Like many of our generation, I have taken the route of an internship with a Member of Parliament. There are some interesting responsibilities, press releases, case work etc. Then there are the usual pitfalls; the lack of direction in the office mainly. One of the key problems for interns is that those directly responsible for them often forget that the principle reason for you being there is to increase your skills. Often the lines are blurred between Bob, the unpaid intern who is here for the benefit of his career, learning essential skills for public affairs, and Bob, the office lackey who is here (almost literally) to sweep up after us. To a negligent supervisor, recently graduated university students often do seem to be there to do unpaid grunt work. When you’re on the receiving end of it, it is practically sickening.
It can leave you with a feeling of intense resentment towards the world of public affairs and media, which thrives on this practise and often ostracises outsiders.
Whilst undertaking this internship I have been reading The Triumph of the Political Class by Peter Oborne. I don’t think I could have picked a worse book to cement these feelings of bitterness.
”As they professionalized and grew more homogenous the Political and Media Classes began to restrict membership to the middle classes, and increasingly to each other’s sons and daughters. This was in large part because of the special pay structure of the Media/Political Class. Though stars in both arenas were capable of making very large sums of money indeed, new graduates are impoverished. A young researcher reporting to an MP, or a television producer starting out, are both extremely poorly paid. They are, however, expected to work in Central London, which is prohibitively expensive and only possible with subsidy from well heeled parents”

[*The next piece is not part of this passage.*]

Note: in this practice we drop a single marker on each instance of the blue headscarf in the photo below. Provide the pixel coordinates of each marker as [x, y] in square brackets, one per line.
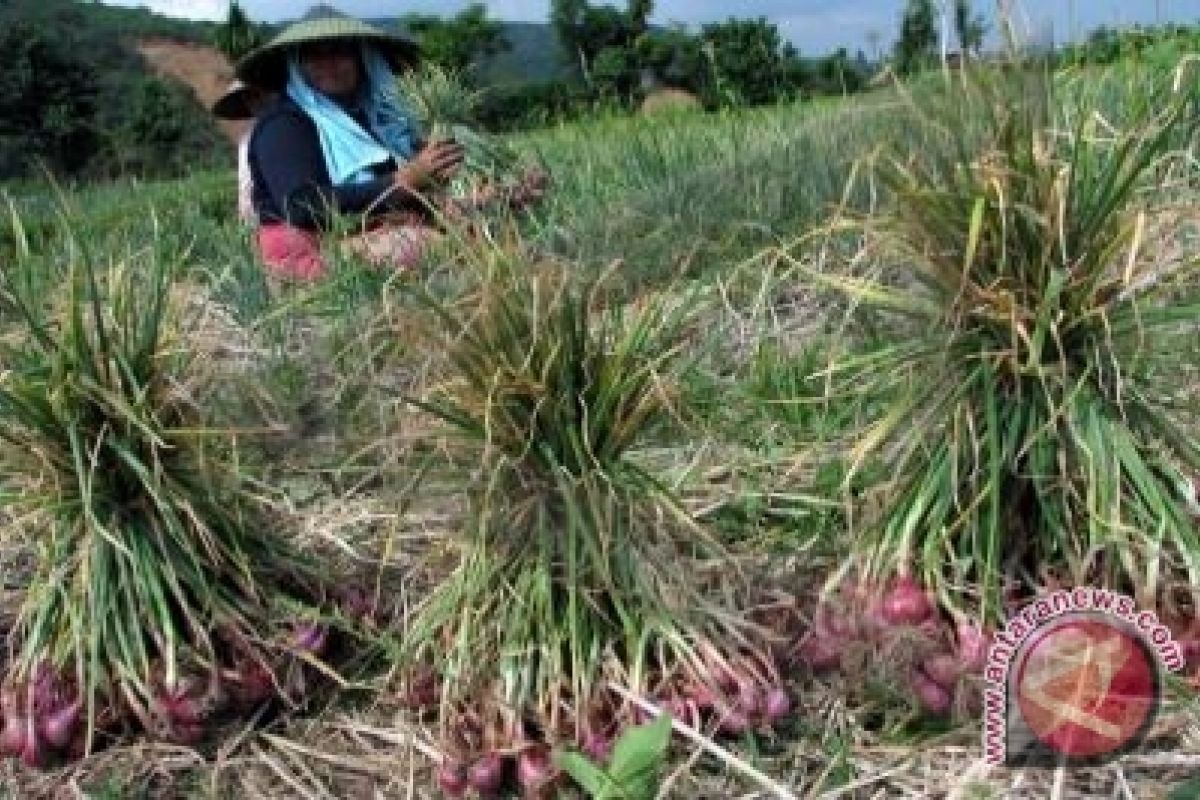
[349, 151]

The whole of the public affairs and media domain is made possible by backhanders, press leaks, favourable stories and a slimy mutability between actors serving themselves and their friends. Even my university’s careers page recommends the practise of ‘networking’ in order to progress in this arena. The story goes that Peter Mandelson got his big break in the world of politics by offering a cup of tea to a senior Labour figure who missed his train. Upon the Minister seeing Mandelsons’ poster of him on his bedroom wall, the young prince of darkness’s fate was sealed. Am I expected to hang around London with a hot coffee in my hand, waiting for a stray Milliband needing some refreshment to pluck me out of my provincial nightmare?
The underlying request amongst most users of interns anonymous is that these internships should be regulated with a statutory minimum pay. This might seem like the reasonable thing to do when so many of us are suffering at the hands of that amorphous tentacled monster in London. However, as media and public affairs have been professionalized, certain principles have slipped. Our constitution is gradually eroding and our reporting remains as unreliable as it was during the yellow press period of Hearst’s America. The prospect of increasing the regulatory powers of the state sector and paying interns in the media will only entrench these problems or create further negative consequences.